All Products
Search
Document Center

AnalyticDB:Use Airflow to schedule Spark jobs

Last Updated:Mar 28, 2026

This guide explains how to schedule AnalyticDB for MySQL Spark jobs using Apache Airflow. Airflow orchestrates workloads as directed acyclic graphs (DAGs). You can connect Airflow to AnalyticDB for MySQL using two methods:

MethodBest for
Spark Airflow OperatorTighter integration with AnalyticDB for MySQL; uses AccessKey authentication; supports both SQL and JAR jobs
spark-submitStandard Apache Airflow Spark provider; suitable if you already use the apache-airflow-providers-apache-spark package

Prerequisites

Before you begin, make sure you have:

Schedule Spark SQL jobs

AnalyticDB for MySQL supports Spark SQL in batch mode and interactive mode. The setup differs between the two.

Batch mode

Spark Airflow Operator

  1. Install the Airflow Spark plug-in:

    pip install https://help-static-aliyun-doc.aliyuncs.com/file-manage-files/zh-CN/20230608/qvjf/adb_spark_airflow-0.0.1-py3-none-any.whl
  2. Create an Airflow connection. In the Airflow web UI, go to Admin > Connections and add a connection with the following JSON as the connection extra:

    Important

    Use a Resource Access Management (RAM) user with the minimum required permissions. Do not use your Alibaba Cloud root account credentials.

    ParameterDescription
    auth_typeAuthentication method. Set to AK to use AccessKey pair authentication.
    access_key_idThe AccessKey ID of your RAM user with access to AnalyticDB for MySQL.
    access_key_secretThe AccessKey secret of your RAM user.
    regionThe region ID of the AnalyticDB for MySQL cluster.
    {
      "auth_type": "AK",
      "access_key_id": "<your_access_key_ID>",
      "access_key_secret": "<your_access_key_secret>",
      "region": "<your_region>"
    }
  3. Create a DAG file named spark_dags.py. The following example uses AnalyticDBSparkSQLOperator to run a SHOW DATABASES query:

    DAG parameters:

    ParameterRequiredDescription
    dag_idYesThe DAG name.
    default_argsYesCluster-level defaults: cluster_id (cluster ID), rg_name (job resource group name), region (region ID). For more information, see DAG parameters.
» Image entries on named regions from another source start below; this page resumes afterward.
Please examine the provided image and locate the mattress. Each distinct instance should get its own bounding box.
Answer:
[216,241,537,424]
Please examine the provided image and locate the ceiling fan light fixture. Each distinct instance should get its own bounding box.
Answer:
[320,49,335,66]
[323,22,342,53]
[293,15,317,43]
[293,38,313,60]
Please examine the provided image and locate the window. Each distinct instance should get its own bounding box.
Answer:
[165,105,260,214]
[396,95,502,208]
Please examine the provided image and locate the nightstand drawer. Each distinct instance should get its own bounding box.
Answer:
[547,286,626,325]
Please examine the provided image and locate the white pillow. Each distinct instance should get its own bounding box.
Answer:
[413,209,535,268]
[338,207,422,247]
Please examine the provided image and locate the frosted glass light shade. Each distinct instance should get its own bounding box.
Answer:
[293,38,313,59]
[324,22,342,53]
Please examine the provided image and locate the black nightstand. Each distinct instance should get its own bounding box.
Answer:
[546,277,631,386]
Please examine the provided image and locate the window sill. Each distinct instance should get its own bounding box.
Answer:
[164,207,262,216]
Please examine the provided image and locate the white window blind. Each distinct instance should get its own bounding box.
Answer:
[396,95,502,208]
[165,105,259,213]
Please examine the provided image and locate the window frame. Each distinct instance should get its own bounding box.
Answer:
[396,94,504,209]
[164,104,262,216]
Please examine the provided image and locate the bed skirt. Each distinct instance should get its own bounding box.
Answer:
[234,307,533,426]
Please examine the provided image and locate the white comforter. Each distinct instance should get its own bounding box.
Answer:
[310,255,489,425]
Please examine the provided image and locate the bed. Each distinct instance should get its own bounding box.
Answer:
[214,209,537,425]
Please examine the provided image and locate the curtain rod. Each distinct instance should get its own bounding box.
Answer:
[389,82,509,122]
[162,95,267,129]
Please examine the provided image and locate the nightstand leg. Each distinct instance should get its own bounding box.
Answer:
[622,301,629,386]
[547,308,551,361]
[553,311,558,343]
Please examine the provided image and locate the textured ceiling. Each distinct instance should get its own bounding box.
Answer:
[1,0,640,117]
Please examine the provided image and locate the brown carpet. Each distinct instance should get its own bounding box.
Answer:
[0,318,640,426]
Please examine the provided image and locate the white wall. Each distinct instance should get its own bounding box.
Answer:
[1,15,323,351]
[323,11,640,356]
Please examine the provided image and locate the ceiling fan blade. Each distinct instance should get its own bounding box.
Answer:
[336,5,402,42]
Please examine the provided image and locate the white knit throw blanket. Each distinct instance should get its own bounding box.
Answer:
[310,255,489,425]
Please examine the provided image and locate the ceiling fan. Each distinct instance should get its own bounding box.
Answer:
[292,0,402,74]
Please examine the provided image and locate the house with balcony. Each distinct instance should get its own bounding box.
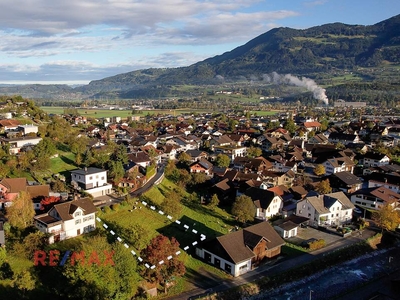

    AnalyticDBSparkSQLOperator parameters:

    ParameterRequiredDescription
    task_idYesThe job ID.
    sqlYesThe Spark SQL statement. For more information, see Airflow parameters.
    from datetime import datetime
    
    from airflow.models.dag import DAG
    from airflow_alibaba.providers.alibaba.cloud.operators.analyticdb_spark import AnalyticDBSparkSQLOperator
    
    with DAG(
        dag_id="my_dag_name",
        default_args={"cluster_id": "<your_cluster_ID>", "rg_name": "<your_resource_group>", "region": "<your_region>"},
    ) as dag:
    
        spark_sql = AnalyticDBSparkSQLOperator(
            task_id="task2",
            sql="SHOW DATABASES;"
        )
    
        spark_sql
  4. Copy spark_dags.py to the dags_folder directory defined in your Airflow configuration.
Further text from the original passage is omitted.